10. Başvurucu, Yargıtay Cumhuriyet Başsavcılığının kanun yararına bozma talebinin ve Yargıtayın kanun yararına bozma kararının kendisine Ağır Ceza Mahkemesi tarafından karar verilmeden önce gönderilmediğini belirtmiştir. Kendi durumunu doğrudan etkileyen kararlardan haberdar edilmediğinden zayıf konuma düşürülmesi nedeniyle silahların eşitliği ve çelişmeli yargılanma ilkelerinin ihlal edildiğini ifade etmiştir. Adalet Bakanlığı (Bakanlık) görüşünde, başvurucunun adil yargılanma hakkının ihlal edilip edilmediği konusunda Anayasa Mahkemesi tarafından yapılacak incelemede Anayasa ve mevzuat hükümleri doğrultusunda somut olayın kendine özgü koşullarının gözönüne alınması gerektiği ileri sürülmüştür. Başvurucu, Bakanlığın görüşüne karşı beyanda bulunmamıştır.

11. Başvuru, silahların eşitliği ve çelişmeli yargılama ilkeleri yönünden incelenmiştir.

12. Açıkça dayanaktan yoksun olmadığı ve kabul edilemezliğine karar verilmesini gerektirecek başka bir neden de bulunmadığı anlaşılan silahların eşitliği ve çelişmeli yargılama ilkelerinin ihlal edildiğine ilişkin iddianın kabul edilebilir olduğuna karar verilmesi gerekir.
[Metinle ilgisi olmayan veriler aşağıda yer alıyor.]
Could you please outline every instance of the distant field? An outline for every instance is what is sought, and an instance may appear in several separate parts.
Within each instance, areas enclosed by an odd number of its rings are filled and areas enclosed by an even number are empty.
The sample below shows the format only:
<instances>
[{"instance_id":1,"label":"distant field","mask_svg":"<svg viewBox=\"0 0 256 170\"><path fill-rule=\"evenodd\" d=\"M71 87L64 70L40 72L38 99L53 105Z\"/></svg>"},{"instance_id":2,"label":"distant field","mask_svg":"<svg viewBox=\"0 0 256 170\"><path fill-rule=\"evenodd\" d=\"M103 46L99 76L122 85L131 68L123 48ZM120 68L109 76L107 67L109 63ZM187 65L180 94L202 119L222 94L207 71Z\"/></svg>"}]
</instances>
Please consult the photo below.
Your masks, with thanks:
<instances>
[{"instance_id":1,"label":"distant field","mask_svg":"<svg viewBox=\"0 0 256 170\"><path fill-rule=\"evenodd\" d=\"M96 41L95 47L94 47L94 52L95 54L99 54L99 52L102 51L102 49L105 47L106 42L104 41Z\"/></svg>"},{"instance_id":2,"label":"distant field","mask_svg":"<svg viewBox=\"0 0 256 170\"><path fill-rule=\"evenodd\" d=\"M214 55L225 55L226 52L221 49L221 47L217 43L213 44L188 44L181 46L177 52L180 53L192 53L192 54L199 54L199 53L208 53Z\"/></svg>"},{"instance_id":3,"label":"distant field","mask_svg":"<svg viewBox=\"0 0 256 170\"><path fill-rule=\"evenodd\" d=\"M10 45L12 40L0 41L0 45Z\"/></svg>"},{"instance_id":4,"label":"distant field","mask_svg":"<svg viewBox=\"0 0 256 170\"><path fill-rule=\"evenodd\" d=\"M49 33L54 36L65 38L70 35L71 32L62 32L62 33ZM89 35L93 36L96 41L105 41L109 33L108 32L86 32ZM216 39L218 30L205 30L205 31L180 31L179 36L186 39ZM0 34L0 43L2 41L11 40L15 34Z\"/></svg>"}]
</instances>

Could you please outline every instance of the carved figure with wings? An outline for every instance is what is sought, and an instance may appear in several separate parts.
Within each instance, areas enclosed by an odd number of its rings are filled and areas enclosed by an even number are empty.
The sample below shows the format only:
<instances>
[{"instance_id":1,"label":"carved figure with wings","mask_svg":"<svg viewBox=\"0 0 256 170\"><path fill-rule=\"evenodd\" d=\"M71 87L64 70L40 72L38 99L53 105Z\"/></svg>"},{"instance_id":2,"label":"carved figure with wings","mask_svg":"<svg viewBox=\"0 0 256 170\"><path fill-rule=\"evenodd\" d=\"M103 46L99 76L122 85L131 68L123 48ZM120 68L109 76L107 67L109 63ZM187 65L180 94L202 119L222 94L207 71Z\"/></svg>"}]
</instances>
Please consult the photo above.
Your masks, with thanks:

13. Ceza davaları ile medeni hak ve yükümlülüklere ilişkin davaların usul kuralları da dâhil olmak üzere yargılamanın tüm aşamalarında silahların eşitliği ilkesi ve çelişmeli yargılama hakkının güvence altına alınarak adil yargılanma hakkının korunması hukuk devleti olmanın bir gereğidir. Asıl kural; tarafların eşit şartlarda yargılamaya katılımının sağlanması, gösterdikleri kanıtlardan ve sundukları görüşlerden bilgi sahibi olabilmeleri ve bunlarla ilgili görüşlerini bildirebilme imkânının kendilerine verilmesidir (Taylan Özgür Tor [2. B.], B. No: 2013/2454, 12/3/2015, § 43). Bireylerin aleyhlerine başlatılan dava ve diğer yargısal süreçlerden haberdar edilmeleri, bunlara ilişkin dilekçe ve talep yazılarının kendilerine tebliğ edilmesi; savunma yapabilme, iddia ve görüşlerini dile getirebilme imkânının korunması bakımından büyük önem taşımaktadır (Hacı Karabulut [1. B.], B. No: 2017/14871, 9/10/2019, § 30).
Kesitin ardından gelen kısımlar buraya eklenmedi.